Le sue lezioni erano trascinanti. Non ho l’età per aver ascoltato quelle di Benedetto Croce ma sono certo che le sue ne derivassero. Con Croce il legame di Galasso è fortissimo; è facile dire che egli ne fosse il principale erede. La somma dottrina li apparenta, ma anche la sprezzatura intellettuale e quella nel rapporto umano; e la passione civile, che si faceva passione politica. Nella casa di Croce Galasso teneva lezione, oltre che all’Università di Suor Orsola Benincasa. Si era formato lì, vi aveva trascorso una vita. Quelle sale, ora Istituto Italiano per gli Studi Storici, conservano il tratto della dimora ospitale di un grande borghese.
Non sta a me ricordare sotto il profilo scientifico chi è stato un onore degli studi della Storia. Galasso ha trattato la grande Storia e quella minuta, con un gusto per gli epistolari, i documenti d’archivio, i particolari, che pure sono comuni a “don Benedetto”. L’amore per Napoli li unisce. Galasso continuava pervicacemente a lottare per Napoli e per il Meridione: colla forza delle idee, con l’impegno politico, con la legge per la difesa del suolo e del territorio: uno dei più alti modelli di legislazione civile, disatteso e travolto da turpi interessi. Ma vorrei ricordare quanto piacevole egli fosse nella convivialità. Dava il “Voi”, da napoletano all’antica. Gli occhi gli brillavano di bontà. Leggendo la bozza del mio libro di memorie (si era nel 2014) mi inviò una lettera manoscritta, su inchiostro verde, scusandosi poi per la lunghezza.

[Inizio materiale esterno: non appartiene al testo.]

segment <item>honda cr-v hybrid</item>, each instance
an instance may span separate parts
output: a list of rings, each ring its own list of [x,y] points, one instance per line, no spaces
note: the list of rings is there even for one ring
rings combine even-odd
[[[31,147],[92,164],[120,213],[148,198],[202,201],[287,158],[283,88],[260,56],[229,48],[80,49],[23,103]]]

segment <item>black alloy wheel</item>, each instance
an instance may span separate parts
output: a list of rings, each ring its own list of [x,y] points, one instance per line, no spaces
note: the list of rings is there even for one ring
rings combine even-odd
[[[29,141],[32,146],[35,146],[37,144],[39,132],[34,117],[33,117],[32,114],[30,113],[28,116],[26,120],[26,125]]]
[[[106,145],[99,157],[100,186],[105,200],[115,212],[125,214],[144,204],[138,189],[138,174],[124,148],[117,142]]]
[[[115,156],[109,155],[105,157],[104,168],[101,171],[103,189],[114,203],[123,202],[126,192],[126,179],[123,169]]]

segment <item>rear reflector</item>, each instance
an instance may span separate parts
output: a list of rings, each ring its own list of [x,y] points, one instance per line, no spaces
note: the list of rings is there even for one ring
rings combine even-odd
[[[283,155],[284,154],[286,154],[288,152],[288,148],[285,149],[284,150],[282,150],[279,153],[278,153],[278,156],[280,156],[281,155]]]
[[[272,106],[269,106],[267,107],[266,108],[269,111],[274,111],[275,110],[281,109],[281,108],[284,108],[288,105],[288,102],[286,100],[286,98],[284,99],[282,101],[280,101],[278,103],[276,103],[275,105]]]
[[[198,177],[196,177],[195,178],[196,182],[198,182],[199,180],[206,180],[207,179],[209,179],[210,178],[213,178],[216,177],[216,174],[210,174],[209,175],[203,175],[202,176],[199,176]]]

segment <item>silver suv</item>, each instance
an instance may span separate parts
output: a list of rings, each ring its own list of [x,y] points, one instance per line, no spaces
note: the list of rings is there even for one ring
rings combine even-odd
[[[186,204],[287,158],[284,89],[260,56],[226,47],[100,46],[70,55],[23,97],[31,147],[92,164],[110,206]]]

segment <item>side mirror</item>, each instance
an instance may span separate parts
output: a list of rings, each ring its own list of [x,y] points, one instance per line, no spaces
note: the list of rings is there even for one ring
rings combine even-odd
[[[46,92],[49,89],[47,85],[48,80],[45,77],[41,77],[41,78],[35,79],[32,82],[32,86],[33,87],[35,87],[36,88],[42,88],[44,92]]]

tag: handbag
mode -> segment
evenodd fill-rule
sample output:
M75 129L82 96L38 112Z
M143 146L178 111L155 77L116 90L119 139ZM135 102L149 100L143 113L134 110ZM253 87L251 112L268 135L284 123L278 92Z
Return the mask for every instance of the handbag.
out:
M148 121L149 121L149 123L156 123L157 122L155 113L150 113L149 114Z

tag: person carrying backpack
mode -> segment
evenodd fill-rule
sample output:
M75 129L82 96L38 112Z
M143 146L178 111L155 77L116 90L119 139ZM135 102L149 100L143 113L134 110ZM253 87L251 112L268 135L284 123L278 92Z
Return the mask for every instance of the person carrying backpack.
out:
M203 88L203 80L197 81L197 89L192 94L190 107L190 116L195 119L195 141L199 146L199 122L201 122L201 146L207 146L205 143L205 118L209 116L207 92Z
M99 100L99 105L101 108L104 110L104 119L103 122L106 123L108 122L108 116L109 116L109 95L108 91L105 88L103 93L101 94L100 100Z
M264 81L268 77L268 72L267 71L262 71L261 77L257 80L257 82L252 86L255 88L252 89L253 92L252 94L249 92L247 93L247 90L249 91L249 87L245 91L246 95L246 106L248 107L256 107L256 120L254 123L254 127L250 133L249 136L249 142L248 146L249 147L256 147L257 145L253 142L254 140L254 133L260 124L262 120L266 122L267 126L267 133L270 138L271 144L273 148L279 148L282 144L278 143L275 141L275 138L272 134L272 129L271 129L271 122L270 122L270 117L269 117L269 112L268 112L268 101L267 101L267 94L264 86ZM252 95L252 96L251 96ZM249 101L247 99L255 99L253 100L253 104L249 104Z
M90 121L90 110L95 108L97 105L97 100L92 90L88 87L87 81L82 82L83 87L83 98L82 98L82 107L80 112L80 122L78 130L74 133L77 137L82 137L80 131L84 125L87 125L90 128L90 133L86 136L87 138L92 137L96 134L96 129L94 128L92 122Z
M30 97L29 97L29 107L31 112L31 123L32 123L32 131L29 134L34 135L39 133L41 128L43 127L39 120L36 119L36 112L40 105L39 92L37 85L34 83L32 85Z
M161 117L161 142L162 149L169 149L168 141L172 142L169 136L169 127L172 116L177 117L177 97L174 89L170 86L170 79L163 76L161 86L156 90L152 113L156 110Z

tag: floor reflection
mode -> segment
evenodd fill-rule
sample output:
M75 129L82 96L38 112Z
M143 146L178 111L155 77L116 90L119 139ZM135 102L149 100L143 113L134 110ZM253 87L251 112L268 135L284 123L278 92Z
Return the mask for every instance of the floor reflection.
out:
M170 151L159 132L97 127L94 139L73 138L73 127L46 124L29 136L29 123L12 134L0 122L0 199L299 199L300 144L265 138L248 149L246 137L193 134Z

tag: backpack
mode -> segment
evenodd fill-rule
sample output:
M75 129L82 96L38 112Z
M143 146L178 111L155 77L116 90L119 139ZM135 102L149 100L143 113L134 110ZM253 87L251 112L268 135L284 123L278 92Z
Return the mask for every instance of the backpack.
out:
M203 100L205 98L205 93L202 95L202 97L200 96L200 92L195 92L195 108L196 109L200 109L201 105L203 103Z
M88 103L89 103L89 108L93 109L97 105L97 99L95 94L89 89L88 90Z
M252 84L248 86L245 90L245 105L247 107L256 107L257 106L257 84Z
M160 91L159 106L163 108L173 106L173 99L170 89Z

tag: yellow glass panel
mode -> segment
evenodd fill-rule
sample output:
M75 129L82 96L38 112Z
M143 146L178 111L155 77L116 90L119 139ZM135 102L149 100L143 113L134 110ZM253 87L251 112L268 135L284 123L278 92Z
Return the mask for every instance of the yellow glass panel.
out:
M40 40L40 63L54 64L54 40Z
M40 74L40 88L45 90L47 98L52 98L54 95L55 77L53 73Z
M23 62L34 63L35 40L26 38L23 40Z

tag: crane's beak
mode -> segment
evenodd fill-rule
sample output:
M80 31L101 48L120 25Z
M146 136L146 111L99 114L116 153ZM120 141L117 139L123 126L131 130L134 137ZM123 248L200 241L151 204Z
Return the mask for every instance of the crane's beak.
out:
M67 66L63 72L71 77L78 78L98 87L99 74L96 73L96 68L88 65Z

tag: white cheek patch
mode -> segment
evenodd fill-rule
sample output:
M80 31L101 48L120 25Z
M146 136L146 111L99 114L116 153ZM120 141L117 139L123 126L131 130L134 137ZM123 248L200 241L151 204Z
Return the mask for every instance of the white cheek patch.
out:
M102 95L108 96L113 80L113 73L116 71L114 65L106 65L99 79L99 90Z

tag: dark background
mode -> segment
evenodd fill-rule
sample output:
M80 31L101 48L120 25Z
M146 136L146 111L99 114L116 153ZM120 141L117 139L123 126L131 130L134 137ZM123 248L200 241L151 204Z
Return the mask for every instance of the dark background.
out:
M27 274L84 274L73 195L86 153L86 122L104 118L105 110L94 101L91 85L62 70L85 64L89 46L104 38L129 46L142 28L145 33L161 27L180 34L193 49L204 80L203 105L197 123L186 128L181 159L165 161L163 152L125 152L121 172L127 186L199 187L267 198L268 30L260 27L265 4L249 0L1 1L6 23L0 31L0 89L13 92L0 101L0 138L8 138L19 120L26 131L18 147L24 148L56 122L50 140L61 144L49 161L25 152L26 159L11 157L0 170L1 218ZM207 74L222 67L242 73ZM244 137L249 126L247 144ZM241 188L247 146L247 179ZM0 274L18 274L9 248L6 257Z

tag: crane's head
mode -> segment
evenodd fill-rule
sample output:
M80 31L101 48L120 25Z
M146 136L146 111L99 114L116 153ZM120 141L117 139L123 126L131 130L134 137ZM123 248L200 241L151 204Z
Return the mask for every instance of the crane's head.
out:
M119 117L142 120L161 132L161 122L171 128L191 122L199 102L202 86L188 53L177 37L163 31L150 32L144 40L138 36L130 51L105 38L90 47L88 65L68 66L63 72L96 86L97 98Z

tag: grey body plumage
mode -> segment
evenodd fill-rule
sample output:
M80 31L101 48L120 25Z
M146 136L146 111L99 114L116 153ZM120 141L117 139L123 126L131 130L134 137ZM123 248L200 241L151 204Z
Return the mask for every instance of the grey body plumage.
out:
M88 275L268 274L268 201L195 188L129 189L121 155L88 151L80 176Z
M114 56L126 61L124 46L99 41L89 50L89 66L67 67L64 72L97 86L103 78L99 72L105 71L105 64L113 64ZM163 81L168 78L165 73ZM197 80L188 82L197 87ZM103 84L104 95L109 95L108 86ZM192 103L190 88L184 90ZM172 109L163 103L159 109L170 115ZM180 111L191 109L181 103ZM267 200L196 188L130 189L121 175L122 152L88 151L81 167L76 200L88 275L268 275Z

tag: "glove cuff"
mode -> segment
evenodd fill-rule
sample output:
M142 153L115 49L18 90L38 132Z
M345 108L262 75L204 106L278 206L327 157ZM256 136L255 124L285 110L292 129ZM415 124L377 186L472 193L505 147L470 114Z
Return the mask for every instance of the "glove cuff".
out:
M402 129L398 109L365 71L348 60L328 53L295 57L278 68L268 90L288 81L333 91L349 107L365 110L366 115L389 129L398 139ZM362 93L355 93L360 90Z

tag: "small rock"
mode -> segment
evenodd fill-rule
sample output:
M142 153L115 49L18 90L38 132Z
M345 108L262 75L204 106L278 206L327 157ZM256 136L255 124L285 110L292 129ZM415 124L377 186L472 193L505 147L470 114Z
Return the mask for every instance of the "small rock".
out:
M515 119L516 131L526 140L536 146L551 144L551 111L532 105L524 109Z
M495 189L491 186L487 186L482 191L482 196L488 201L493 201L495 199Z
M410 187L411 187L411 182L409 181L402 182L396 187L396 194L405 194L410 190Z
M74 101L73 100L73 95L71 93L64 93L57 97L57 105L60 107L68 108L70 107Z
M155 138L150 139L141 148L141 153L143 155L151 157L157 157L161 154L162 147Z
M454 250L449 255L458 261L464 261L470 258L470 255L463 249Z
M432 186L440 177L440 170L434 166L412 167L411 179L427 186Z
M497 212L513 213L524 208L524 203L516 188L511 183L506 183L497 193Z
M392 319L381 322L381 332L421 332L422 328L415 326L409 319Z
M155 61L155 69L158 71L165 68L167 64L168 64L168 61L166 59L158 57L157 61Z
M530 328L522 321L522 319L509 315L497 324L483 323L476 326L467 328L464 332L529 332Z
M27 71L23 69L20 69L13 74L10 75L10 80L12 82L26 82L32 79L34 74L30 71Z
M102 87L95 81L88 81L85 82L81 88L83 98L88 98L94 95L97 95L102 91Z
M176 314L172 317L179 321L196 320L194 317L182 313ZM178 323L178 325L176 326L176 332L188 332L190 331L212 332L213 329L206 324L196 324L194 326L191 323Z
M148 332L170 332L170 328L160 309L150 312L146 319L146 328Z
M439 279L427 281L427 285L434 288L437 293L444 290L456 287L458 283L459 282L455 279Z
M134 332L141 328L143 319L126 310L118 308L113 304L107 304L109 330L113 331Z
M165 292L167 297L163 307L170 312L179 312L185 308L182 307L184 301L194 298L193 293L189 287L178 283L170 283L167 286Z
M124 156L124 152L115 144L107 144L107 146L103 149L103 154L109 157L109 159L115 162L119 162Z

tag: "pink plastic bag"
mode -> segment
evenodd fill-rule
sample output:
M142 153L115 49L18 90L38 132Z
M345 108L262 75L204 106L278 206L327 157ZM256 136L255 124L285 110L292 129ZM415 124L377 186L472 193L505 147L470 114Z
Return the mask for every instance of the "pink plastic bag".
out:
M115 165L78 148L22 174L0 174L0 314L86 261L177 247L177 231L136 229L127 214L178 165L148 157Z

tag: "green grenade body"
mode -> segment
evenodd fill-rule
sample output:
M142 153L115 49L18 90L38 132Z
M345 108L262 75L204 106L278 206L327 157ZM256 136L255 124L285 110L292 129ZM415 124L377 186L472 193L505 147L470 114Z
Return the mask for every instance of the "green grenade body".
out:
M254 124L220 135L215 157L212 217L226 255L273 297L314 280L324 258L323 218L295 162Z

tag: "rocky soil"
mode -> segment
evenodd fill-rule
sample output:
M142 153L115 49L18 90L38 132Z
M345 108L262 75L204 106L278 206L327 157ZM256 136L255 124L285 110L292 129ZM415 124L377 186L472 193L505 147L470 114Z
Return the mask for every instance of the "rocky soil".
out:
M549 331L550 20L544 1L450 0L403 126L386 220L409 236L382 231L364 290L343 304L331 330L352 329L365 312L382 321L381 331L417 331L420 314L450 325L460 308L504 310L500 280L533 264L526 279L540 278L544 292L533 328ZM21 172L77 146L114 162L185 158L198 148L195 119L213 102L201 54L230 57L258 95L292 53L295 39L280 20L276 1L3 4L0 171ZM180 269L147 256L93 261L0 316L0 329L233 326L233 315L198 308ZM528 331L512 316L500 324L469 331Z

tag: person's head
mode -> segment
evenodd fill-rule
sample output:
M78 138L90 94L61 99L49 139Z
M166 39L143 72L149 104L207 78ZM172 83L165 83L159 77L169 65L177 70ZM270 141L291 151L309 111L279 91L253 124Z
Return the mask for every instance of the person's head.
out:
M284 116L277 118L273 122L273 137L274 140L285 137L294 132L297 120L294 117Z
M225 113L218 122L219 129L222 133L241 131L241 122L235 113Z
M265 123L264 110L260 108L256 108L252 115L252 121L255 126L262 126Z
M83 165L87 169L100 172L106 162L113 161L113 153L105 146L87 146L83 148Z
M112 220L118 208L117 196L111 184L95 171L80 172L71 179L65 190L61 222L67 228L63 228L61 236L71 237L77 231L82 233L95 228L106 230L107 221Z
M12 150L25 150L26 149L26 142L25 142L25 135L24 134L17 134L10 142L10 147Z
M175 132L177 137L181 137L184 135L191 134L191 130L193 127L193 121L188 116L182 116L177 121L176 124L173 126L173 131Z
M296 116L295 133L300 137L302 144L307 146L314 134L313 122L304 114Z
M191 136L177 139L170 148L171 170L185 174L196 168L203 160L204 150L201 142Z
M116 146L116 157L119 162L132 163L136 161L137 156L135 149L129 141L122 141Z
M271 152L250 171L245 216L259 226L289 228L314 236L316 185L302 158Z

E mi faceva osservazioni sulla grafia della lingua napoletana, dandomi alcune fondamentali correzioni; persino su parole sconce, che pur fanno parte della vita. Da Hegel e Cavour al delizioso particolare: solo uno spirito magno può permetterselo.
Che se ne sia andato “di subito” lo so per certo. Mi rendo conto di fare la figura di quelli che s’affannano a divulgare la loro intrinsichezza con un illustre scomparso; mi rassegno. Domenica mattina dice: “Don Paolino, ho ancora qualche strascico influenzale, vediamoci a cena lunedì 19.” Il dialogo intellettuale non s’interrompe: restano i suoi libri, i ricordi: durerà per il resto della vita. Ma quell’amicizia che arricchisce, ecco: lascia un rimpianto cocente. “La vita è terribile e bellissima”, disse alla celebrazione. È diminuita di valore, senza di lui.